In this information age of manufacturing, it is not only about what data can be accessed in manufacturing operations, but also how they can be accessed.
Automation technology gives companies the freedom to imagine operations in transformative new ways; it saves a huge amount of manpower and time from production to management, yet, risks always come along with opportunities.
A Beneficial Solution
Take the major California petroleum producer who supplies the power needs of over 1.5 million homes as an example: They had been manually monitoring data of over 2,800 control devices distributed among their six separated oil fields that are utilized by one oil-field process control network (PCN) until their corporate supervisory control and data acquisition (SCADA) audit had identified serious cybersecurity risks related to the lack of reliable control-asset data keeping by their business units back in 2013.
Rockwell Automation solved their problems with a new diagnostic reliability (DR) system directed by Allen-Bradley® SoftLogix™ 5800 controller with proprietary code encrypted, which automatically identifies, interrogates and monitors control hardware by continuously scanning and tagging every device on the PCN. Integrated with FactoryTalk® software, all detailed PCN’s overall performance were clearly reported and understood by the oil company.
As a result, the oil company has moved from manual database to automated real-time data collection and its business unit is already in full compliance with a new set of cybersecurity policy based on the ISA99 standard for industrial control system.
However, while wireless technology has been increasingly used in mission-critical applications such as data transfer and SCADA, and cybersecurity threats have been ramping up for the past decade, there are more that need to be considered in order to protect plants and manufacturing sites.
Present Layered Defense Strategy
In today’s manufacturing environment, control systems can no longer rely on their historically physical isolation as higher-level enterprise systems and the Internet are vulnerable to external intrusions and attacks.
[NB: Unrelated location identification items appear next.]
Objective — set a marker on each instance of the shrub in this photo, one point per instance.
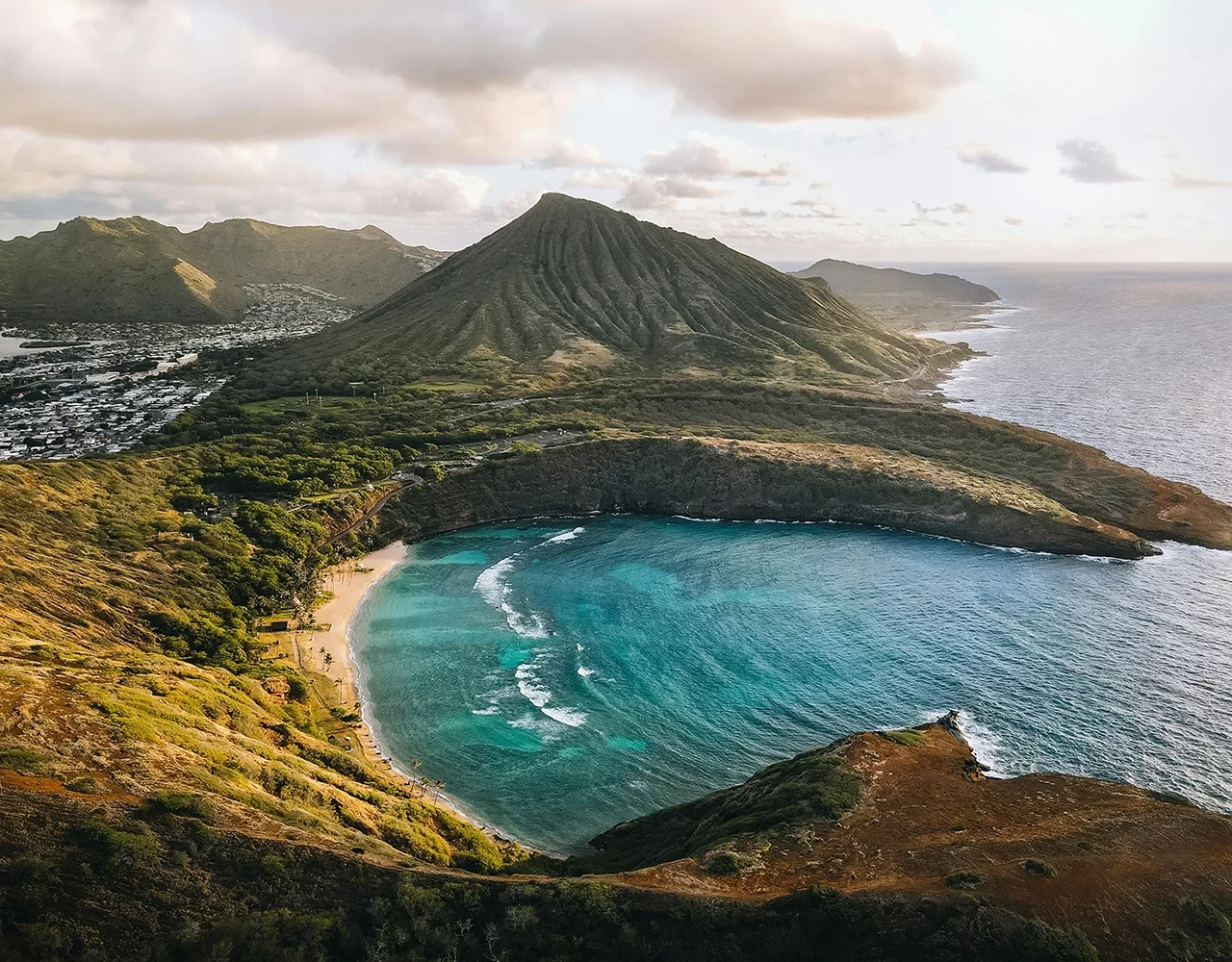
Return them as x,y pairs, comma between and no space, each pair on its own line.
87,785
963,879
20,759
183,803
114,848
725,864
1201,918
297,689
905,737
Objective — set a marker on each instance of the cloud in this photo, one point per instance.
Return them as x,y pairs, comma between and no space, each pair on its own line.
159,70
475,128
817,209
659,192
398,192
696,169
1180,180
570,154
924,215
709,158
66,176
990,162
470,83
768,62
1090,162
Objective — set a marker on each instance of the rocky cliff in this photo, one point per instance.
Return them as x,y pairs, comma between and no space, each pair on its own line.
747,481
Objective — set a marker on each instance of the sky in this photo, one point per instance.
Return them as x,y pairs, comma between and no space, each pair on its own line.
791,130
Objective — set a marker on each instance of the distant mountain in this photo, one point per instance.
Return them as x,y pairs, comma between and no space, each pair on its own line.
902,298
132,270
576,282
858,280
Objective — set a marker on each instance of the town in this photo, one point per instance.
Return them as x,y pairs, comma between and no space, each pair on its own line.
101,390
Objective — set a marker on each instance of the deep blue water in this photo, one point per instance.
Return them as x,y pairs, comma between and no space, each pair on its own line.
564,675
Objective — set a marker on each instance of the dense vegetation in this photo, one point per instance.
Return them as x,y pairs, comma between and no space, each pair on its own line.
87,896
808,789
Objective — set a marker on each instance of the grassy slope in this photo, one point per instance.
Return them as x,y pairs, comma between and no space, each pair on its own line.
1144,876
135,270
85,682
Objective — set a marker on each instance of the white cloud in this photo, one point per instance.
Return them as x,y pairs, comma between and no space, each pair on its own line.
223,180
568,153
1090,162
475,78
1183,180
650,192
709,158
990,162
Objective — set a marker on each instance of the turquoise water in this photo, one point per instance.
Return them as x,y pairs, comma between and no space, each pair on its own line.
566,675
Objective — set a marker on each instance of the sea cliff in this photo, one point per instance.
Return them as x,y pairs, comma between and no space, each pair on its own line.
747,481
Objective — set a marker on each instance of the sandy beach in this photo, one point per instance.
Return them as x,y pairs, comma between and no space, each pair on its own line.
348,583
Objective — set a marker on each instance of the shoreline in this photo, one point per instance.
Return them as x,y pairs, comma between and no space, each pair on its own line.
350,584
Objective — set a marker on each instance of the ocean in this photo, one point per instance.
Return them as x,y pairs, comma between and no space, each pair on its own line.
566,675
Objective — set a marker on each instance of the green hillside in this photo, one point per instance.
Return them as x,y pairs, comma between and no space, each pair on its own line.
573,282
905,299
858,280
132,270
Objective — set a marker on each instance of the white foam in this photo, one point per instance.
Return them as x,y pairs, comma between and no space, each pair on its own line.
493,587
528,685
491,584
571,717
988,747
564,536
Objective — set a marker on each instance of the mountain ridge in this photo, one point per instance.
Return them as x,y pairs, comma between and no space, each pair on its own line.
570,275
127,270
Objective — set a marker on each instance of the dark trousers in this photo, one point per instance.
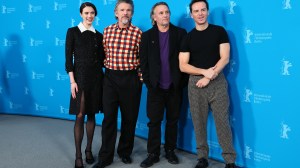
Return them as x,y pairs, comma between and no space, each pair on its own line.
120,89
157,101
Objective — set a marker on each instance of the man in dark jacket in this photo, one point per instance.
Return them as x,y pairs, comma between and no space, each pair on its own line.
159,52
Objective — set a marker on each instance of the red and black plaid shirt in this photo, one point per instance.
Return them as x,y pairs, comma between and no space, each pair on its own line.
121,46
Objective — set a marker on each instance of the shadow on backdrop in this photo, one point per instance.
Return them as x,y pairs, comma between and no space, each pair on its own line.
16,80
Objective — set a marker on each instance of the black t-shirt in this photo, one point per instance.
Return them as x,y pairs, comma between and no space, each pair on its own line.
204,46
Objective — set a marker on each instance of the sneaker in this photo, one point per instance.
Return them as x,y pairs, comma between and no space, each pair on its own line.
150,160
202,163
171,156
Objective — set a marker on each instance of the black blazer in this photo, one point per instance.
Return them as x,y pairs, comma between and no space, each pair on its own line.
150,56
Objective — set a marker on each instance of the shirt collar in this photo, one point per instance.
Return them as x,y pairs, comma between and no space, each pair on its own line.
82,28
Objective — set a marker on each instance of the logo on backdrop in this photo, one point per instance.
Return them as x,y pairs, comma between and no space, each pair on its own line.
40,108
61,77
284,131
72,22
49,60
251,37
51,91
26,90
248,152
11,75
34,9
6,10
248,34
48,24
256,98
232,4
247,95
35,43
22,25
8,43
286,4
63,110
58,6
232,64
14,106
24,58
187,11
285,67
37,76
59,42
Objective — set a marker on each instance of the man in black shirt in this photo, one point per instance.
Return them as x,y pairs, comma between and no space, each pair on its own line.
204,53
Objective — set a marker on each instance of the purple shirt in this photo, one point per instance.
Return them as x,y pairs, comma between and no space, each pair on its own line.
165,74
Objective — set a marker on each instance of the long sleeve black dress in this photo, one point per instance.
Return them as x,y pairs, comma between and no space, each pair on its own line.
84,57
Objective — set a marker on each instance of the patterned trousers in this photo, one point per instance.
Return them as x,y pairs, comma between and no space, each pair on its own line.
213,97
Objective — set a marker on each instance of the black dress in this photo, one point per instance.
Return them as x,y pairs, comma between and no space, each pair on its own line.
84,57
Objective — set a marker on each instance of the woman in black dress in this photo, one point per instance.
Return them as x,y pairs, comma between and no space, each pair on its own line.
84,62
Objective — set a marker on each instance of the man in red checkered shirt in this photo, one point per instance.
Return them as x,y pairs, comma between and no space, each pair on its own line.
122,85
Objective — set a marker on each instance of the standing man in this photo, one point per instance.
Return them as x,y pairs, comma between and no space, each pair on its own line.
121,86
160,67
204,53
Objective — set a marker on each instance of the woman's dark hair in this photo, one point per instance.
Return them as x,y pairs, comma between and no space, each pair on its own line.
85,4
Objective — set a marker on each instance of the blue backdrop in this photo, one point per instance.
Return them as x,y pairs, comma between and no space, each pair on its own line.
263,73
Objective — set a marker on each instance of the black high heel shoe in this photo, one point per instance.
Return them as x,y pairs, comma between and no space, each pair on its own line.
87,159
79,158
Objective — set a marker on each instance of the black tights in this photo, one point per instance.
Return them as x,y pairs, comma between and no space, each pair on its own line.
79,132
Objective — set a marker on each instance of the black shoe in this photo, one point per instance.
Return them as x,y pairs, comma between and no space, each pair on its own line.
202,163
172,158
101,164
89,157
230,165
78,160
150,160
126,159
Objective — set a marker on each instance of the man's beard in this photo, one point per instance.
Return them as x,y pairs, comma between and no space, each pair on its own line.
125,20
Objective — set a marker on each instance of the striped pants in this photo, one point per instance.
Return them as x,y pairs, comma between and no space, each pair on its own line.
213,97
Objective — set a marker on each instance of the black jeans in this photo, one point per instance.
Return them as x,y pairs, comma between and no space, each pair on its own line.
159,100
120,89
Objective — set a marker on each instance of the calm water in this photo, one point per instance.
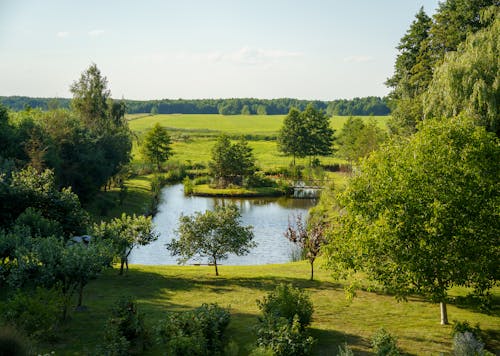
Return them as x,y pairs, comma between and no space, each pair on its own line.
268,216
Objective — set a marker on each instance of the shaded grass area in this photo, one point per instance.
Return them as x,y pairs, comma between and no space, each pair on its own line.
336,320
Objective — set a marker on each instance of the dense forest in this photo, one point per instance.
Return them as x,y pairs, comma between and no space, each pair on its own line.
370,105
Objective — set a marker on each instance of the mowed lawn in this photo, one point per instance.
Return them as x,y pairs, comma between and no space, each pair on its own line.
159,289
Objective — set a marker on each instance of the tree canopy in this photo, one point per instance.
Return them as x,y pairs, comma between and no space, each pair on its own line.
231,162
468,80
213,234
421,214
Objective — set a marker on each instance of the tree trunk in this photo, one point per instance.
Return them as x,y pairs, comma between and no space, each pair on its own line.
80,296
122,262
444,313
216,270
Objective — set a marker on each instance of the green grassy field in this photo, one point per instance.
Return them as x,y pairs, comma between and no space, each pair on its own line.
201,131
230,124
336,320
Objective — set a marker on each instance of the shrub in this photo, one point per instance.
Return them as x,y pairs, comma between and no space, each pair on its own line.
286,302
384,344
188,186
258,180
285,339
36,313
344,350
124,329
197,332
13,343
465,344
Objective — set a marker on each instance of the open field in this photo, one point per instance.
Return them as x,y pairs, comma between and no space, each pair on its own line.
230,124
202,130
335,320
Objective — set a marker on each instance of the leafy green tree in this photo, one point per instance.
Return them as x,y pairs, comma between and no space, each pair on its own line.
468,81
90,97
213,234
357,139
125,233
231,162
292,135
319,137
421,214
310,237
29,188
156,146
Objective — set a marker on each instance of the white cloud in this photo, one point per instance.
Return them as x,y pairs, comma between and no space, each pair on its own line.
96,33
358,59
62,34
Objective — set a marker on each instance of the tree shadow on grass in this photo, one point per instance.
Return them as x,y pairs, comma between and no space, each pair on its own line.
328,342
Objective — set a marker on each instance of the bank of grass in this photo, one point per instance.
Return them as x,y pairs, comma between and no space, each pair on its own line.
237,192
336,320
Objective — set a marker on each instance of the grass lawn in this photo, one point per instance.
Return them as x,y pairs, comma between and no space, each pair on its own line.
335,320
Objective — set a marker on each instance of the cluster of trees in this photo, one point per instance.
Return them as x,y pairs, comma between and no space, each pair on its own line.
420,214
49,162
306,133
85,146
446,65
231,162
245,106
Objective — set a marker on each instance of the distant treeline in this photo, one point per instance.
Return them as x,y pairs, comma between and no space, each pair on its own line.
370,105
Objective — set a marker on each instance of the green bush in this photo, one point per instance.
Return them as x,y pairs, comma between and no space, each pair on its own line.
384,344
287,301
285,339
34,312
188,186
196,332
259,180
124,330
13,343
344,350
466,344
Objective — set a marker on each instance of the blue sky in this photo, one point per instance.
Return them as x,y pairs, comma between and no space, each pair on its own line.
316,49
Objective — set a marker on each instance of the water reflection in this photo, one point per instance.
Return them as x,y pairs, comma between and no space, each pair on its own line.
268,216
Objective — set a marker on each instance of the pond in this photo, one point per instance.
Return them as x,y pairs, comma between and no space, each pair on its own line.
268,216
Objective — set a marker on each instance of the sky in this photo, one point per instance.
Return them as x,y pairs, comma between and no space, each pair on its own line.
149,49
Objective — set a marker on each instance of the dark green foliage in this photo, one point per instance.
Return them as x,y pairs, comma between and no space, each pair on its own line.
197,332
37,190
36,312
231,163
287,302
13,343
38,225
384,344
125,331
213,234
285,339
357,139
357,106
421,213
306,133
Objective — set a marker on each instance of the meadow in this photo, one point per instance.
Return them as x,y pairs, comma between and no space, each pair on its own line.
194,135
336,319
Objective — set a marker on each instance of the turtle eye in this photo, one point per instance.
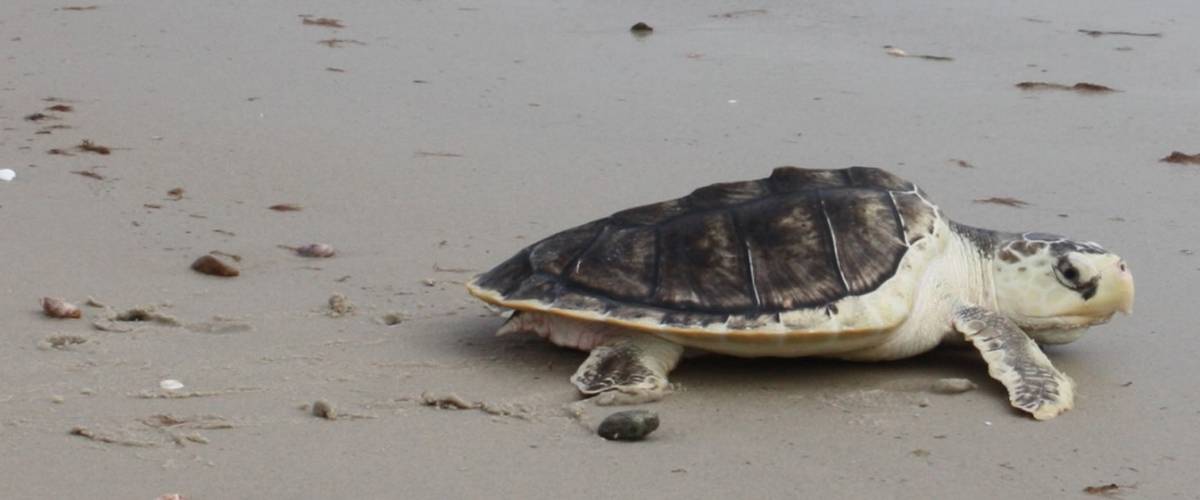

Particularly as more manufacturers build a Connected Enterprise and converge their industrial and enterprise systems into an Ethernet-based network architecture, reliable and strongly secured wireless communications with low levels of latency and jitter to achieve uninterrupted control and data access are needed.
Pfizer, the pharmaceutical company, has been working with their plant sites to establish integrated layers of defense to fight off cybercriminals.
Along with Defense-in-Depth (DiD) established control systems and a series of firewalls, Pfizer has added another layer to secure zones protecting each business asset from the others. The secured areas are divided by purpose-built firewall gateways, such as the Rockwell Automation Allen-Bradley Stratix® 5950 security appliance.
Share and Aware, Connect Better
Beyond technical fixes and reinforcements, manufacturers and stakeholders must share their cybersecurity knowledge to develop and present a unified response to probes, intrusions, threats and attacks. It is always advantageous for security to have different players communicate effectively while establishing clear roles and responsibilities.
Whether it is a small wireless network or plant-wide one, a single business or a connected enterprise, as a beacon of security, Rockwell Automation is always ready to help protect operations and intellectual property against any cyber threats.